My kids are outside in my backyard playing basketball together or solo , playing hockey, ping pong, biking, roller blading ,video games with friends online(socializing) , I can imagine single kid households would make things more difficult.
[Reply]
dirk digler 09:01 AM 03-31-2020
This is not good.

https://www.sfchronicle.com/bayarea/...h-15167883.php


Originally Posted by :
The captain of a nuclear aircraft carrier with more than 100 sailors infected with the coronavirus pleaded Monday with U.S. Navy officials for resources to allow isolation of his entire crew and avoid possible deaths in a situation he described as quickly deteriorating.
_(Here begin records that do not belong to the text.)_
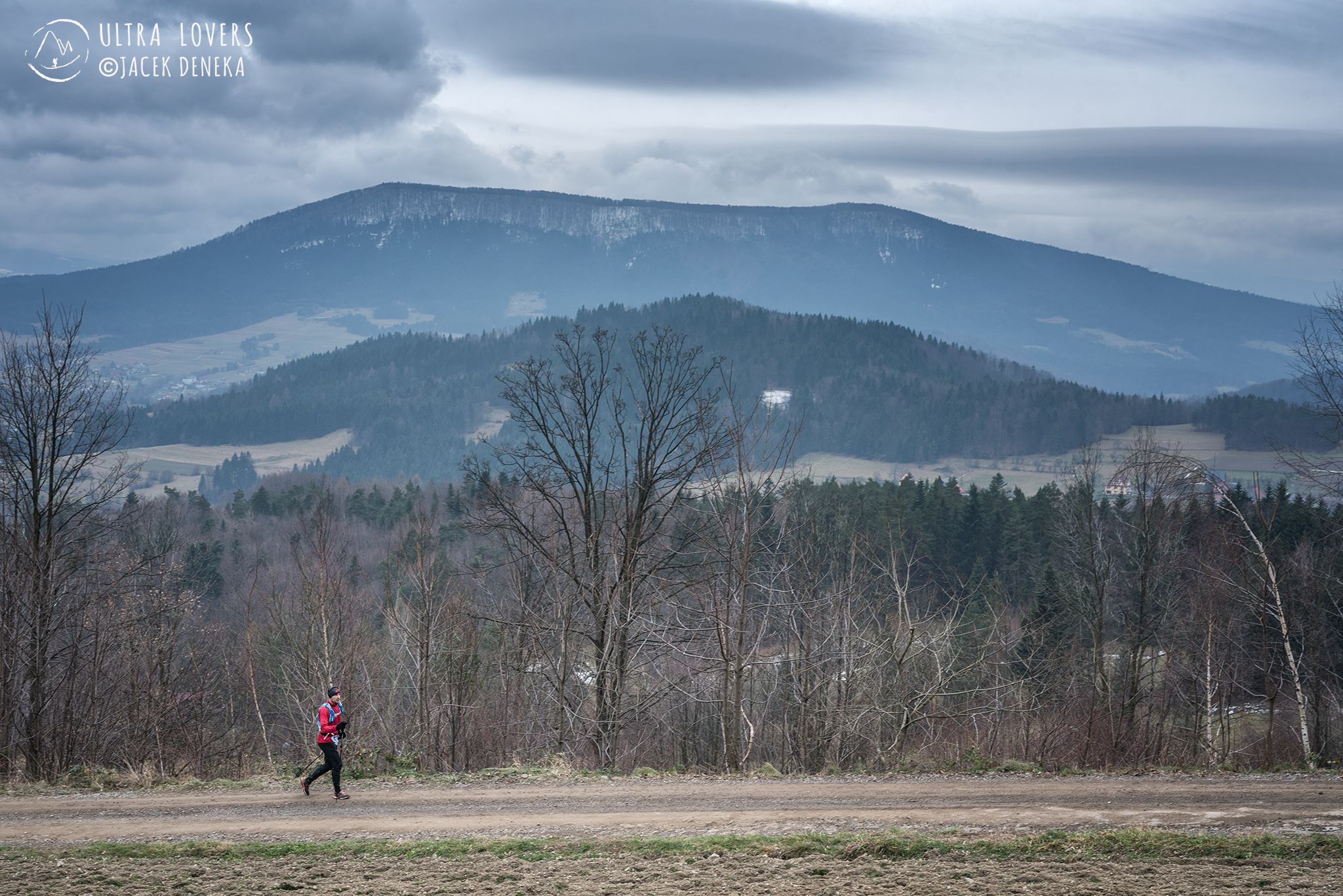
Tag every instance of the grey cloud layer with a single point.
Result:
(736, 45)
(340, 96)
(340, 68)
(1241, 160)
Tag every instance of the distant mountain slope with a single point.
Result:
(483, 258)
(868, 389)
(34, 261)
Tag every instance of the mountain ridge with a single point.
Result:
(466, 254)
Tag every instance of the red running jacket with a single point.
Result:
(328, 718)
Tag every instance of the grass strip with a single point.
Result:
(1138, 844)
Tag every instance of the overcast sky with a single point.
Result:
(1194, 138)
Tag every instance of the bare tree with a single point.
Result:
(591, 491)
(724, 615)
(1176, 475)
(60, 425)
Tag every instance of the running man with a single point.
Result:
(331, 726)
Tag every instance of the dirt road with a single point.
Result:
(1279, 804)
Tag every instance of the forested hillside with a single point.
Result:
(861, 387)
(479, 258)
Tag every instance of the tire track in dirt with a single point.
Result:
(675, 806)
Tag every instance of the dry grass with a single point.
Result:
(187, 463)
(1030, 472)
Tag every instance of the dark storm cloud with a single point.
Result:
(729, 45)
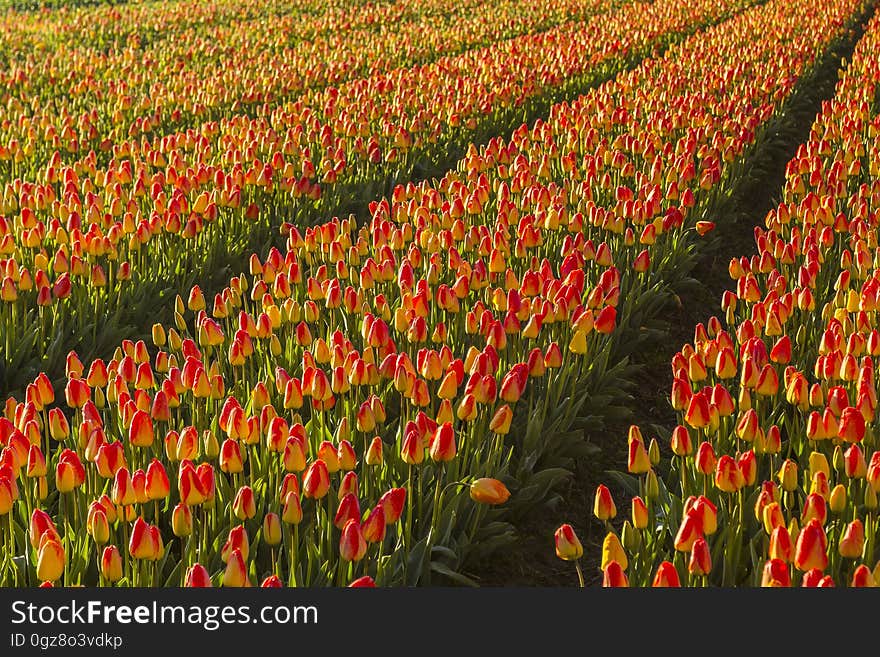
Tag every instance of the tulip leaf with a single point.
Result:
(626, 481)
(442, 549)
(416, 563)
(445, 570)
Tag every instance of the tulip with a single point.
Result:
(728, 477)
(111, 564)
(51, 560)
(781, 547)
(666, 576)
(705, 459)
(688, 532)
(853, 540)
(363, 582)
(352, 545)
(603, 505)
(811, 548)
(788, 475)
(374, 456)
(197, 577)
(486, 490)
(157, 484)
(244, 505)
(568, 546)
(374, 526)
(638, 462)
(613, 576)
(316, 480)
(349, 509)
(701, 560)
(291, 512)
(863, 577)
(393, 502)
(141, 544)
(851, 427)
(236, 540)
(612, 550)
(775, 573)
(181, 520)
(235, 574)
(442, 447)
(272, 529)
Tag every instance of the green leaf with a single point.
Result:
(455, 576)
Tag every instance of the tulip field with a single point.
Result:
(338, 293)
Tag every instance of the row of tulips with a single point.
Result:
(152, 69)
(86, 240)
(774, 469)
(323, 416)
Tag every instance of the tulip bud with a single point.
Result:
(654, 452)
(568, 546)
(853, 540)
(632, 540)
(613, 576)
(603, 505)
(291, 512)
(393, 501)
(363, 582)
(374, 452)
(639, 513)
(316, 480)
(681, 441)
(638, 462)
(788, 476)
(97, 524)
(652, 485)
(812, 547)
(244, 505)
(235, 574)
(666, 577)
(701, 559)
(489, 491)
(197, 576)
(863, 577)
(352, 545)
(775, 574)
(50, 560)
(181, 520)
(272, 529)
(374, 526)
(111, 564)
(837, 499)
(612, 550)
(442, 446)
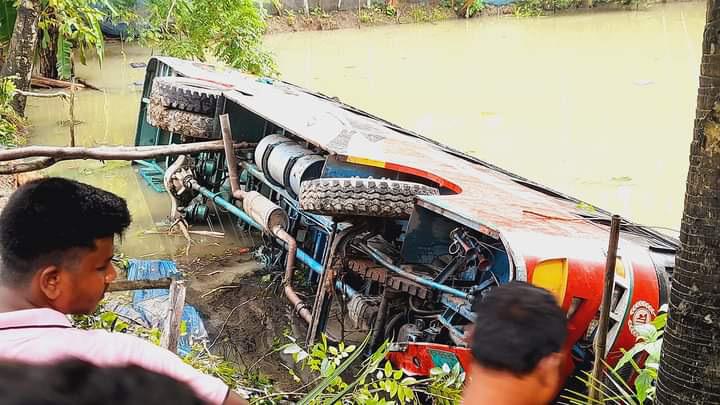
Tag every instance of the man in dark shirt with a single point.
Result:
(516, 343)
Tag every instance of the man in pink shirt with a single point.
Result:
(56, 247)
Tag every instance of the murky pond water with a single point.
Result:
(596, 105)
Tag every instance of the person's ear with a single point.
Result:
(49, 282)
(548, 370)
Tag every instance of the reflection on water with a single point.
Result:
(597, 105)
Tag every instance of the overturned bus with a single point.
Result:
(405, 231)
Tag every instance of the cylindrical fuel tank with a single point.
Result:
(308, 167)
(264, 211)
(281, 160)
(286, 163)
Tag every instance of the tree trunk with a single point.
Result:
(20, 57)
(48, 55)
(690, 363)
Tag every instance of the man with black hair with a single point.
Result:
(56, 249)
(76, 382)
(516, 344)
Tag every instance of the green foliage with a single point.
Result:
(12, 125)
(457, 6)
(7, 20)
(616, 389)
(534, 8)
(77, 26)
(229, 30)
(199, 357)
(376, 382)
(475, 7)
(112, 322)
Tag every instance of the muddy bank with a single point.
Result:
(432, 11)
(245, 312)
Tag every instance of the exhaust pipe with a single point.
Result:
(290, 293)
(230, 158)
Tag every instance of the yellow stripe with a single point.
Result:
(366, 162)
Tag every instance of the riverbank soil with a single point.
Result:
(245, 313)
(431, 11)
(403, 13)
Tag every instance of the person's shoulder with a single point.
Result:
(122, 345)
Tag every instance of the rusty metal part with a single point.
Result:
(230, 158)
(291, 244)
(369, 270)
(363, 310)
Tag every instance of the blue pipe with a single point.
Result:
(300, 254)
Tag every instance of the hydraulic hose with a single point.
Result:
(385, 262)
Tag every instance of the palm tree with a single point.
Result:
(690, 364)
(20, 57)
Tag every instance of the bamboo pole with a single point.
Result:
(601, 335)
(171, 325)
(71, 113)
(18, 159)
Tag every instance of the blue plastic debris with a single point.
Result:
(150, 306)
(153, 175)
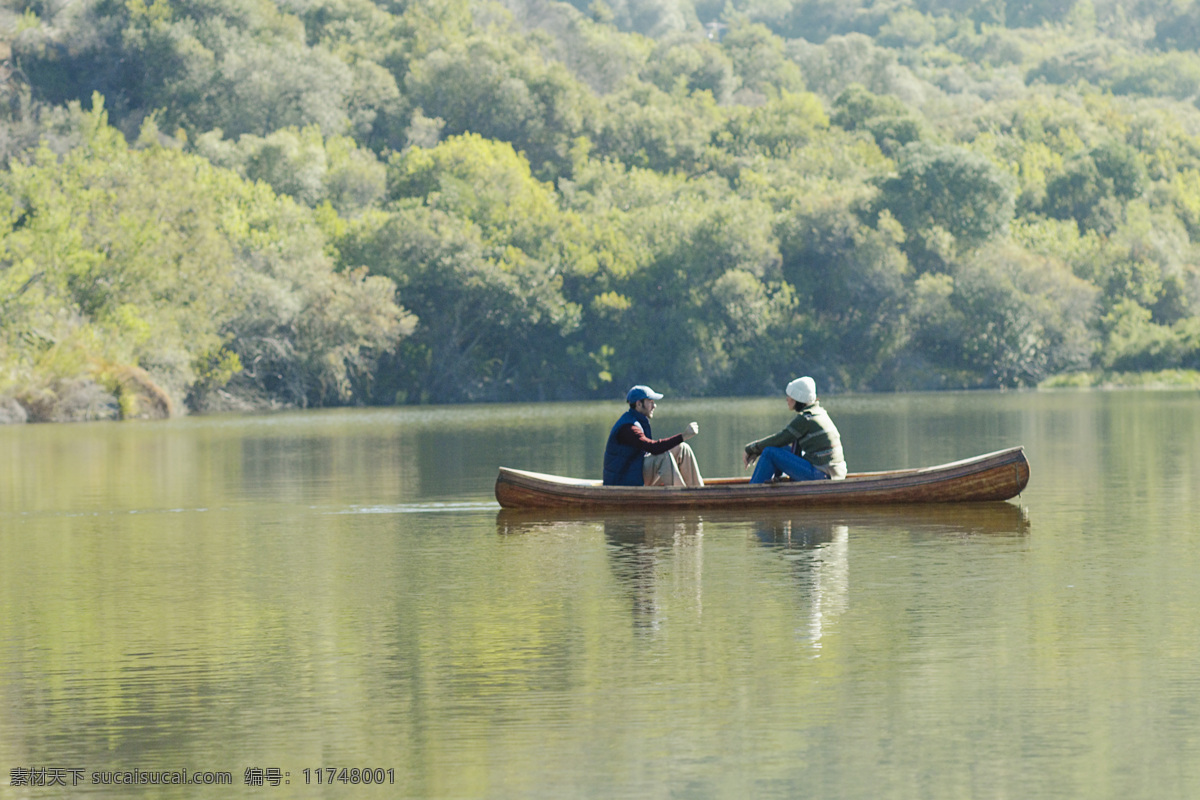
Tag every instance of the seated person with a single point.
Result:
(631, 457)
(809, 449)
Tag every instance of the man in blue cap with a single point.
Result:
(634, 458)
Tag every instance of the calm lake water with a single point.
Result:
(262, 596)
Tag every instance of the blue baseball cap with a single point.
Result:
(640, 392)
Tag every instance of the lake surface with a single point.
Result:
(262, 596)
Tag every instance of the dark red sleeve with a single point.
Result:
(633, 435)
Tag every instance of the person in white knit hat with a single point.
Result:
(809, 449)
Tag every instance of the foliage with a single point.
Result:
(251, 203)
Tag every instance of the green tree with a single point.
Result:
(947, 188)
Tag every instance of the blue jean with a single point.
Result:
(774, 461)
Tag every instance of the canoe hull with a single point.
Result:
(994, 476)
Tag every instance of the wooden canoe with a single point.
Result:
(1000, 475)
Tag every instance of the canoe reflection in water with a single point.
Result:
(661, 554)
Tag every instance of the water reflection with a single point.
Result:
(651, 553)
(637, 542)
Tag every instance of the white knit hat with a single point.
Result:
(803, 390)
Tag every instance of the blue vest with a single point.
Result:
(623, 463)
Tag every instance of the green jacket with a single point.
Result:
(813, 435)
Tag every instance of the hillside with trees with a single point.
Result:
(243, 204)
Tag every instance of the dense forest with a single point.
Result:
(245, 204)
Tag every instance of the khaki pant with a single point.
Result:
(676, 467)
The unusual plea from Capt. Brett Crozier, a Santa Rosa native, came in a letter obtained exclusively by The Chronicle and confirmed by a senior officer on board the aircraft carrier Theodore Roosevelt, which has been docked in Guam following a COVID-19 outbreak among the crew of more than 4,000 less than a week ago.

“This will require a political solution but it is the right thing to do,” Crozier wrote. “We are not at war. Sailors do not need to die. If we do not act now, we are failing to properly take care of our most trusted asset — our Sailors.”

In the four-page letter to senior military officials, Crozier said only a small contingent of infected sailors have been off-boarded. Most of the crew remain aboard the ship, where following official guidelines for 14-day quarantines and social distancing is impossible.

“Due to a warship’s inherent limitations of space, we are not doing this,” Crozier wrote. “The spread of the disease is ongoing and accelerating.” He asked for “compliant quarantine rooms” on shore in Guam for his entire crew “as soon as possible.”

“Removing the majority of personnel from a deployed U.S. nuclear aircraft carrier and isolating them for two weeks may seem like an extraordinary measure. ... This is a necessary risk,” Crozier wrote. “Keeping over 4,000 young men and women on board the TR is an unnecessary risk and breaks faith with those Sailors entrusted to our care.”

[Reply]
DaFace 09:03 AM 03-31-2020
Originally Posted by Monticore:
Kids risk of kids being infected is the same as anybody else, they might not get as ill but cans till spread it to their parents or grand parents who could be in a high risk category, losing a grandparent would bad for mental health .
On a similar note, they did an interview with Bill Gates on TED this past week, and he addressed the desire to open back up the economy and accept our fate.

I can't recall his exact words, but it was along the lines of "it's hard to convince people to go out there and spend money while ignoring the piles of bodies" and that people would be hesitant to go about normally while knowing they're making the problem worse.

He's got a point. The economy is fucked no matter what restrictions there are in place.